WASHINGTON — America’s trade deficit hit a record monthly high in January, the start of an election year in which Democrats hope to use the swollen trade gap and the loss of U.S. jobs as campaign issues against President Bush.
The Commerce Department reported Wednesday that the trade imbalance mushroomed to $43.1 billion in the first month of 2004, representing a 0.9 percent increase from the previous month.
For all of 2003, the trade deficit posted an annual all-time high of $489.9 billion, according to revised figures.
The latest snapshot of trade activity comes as tensions have grown over global trade and the migration of jobs in the United States to other countries.
The Bush administration believes the best way to handle the trade deficits is to get other countries to remove trade barriers and open their markets to U.S. businesses. But Democrats and other critics point to the deficits as evidence that the president’s free-trade policies aren’t working and are a factor in the loss of U.S. jobs.

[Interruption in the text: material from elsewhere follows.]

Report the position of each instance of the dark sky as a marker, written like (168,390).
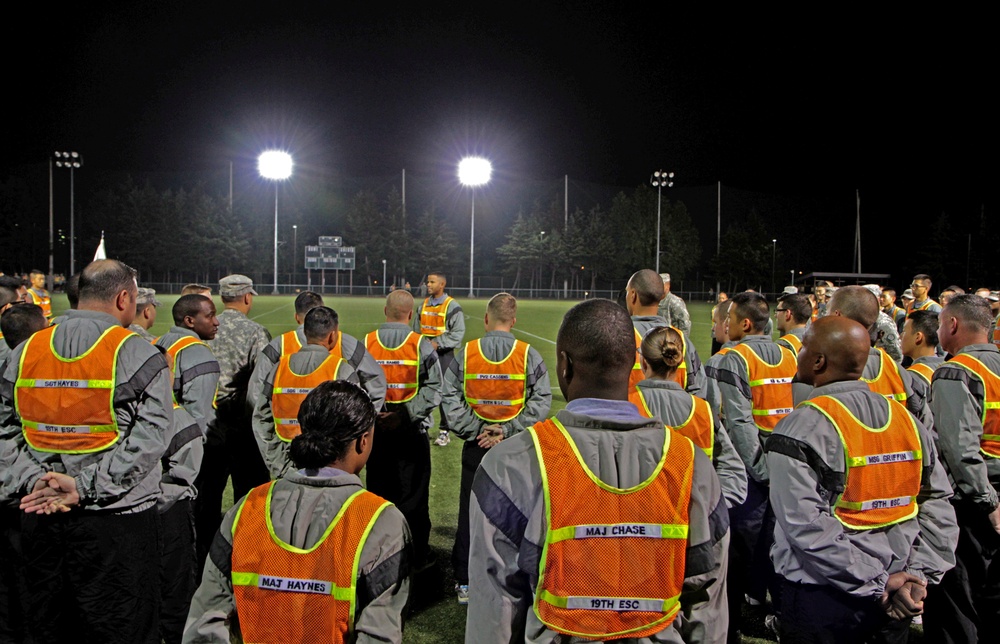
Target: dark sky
(787,103)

Bush defended his economic policies, including free-trade, Wednesday and renewed a warning against economic isolationism — a swipe at presumptive Democratic presidential nominee John Kerry, though Bush did not mention him by name.
Kerry, a Massachusetts senator, has said he would place all trade deals under a 120-day review and would require companies to provide notice before moving jobs to other countries.
On Wall Street, the Dow Jones industrials lost 160.07 points to close at 10,296.89.
The trade deficit in January grew as the value of imported goods and services eclipsed the value of U.S. exports.
Imports of goods and services came to $132 billion in January, the second-highest level on record. Still, that represented a 0.5 percent dip from the record level of imports seen in December. The economic rebound in the United States has fed demand for foreign-made goods.
Exports, meanwhile, totaled $89 billion in January, representing a 1.2 percent decrease from December.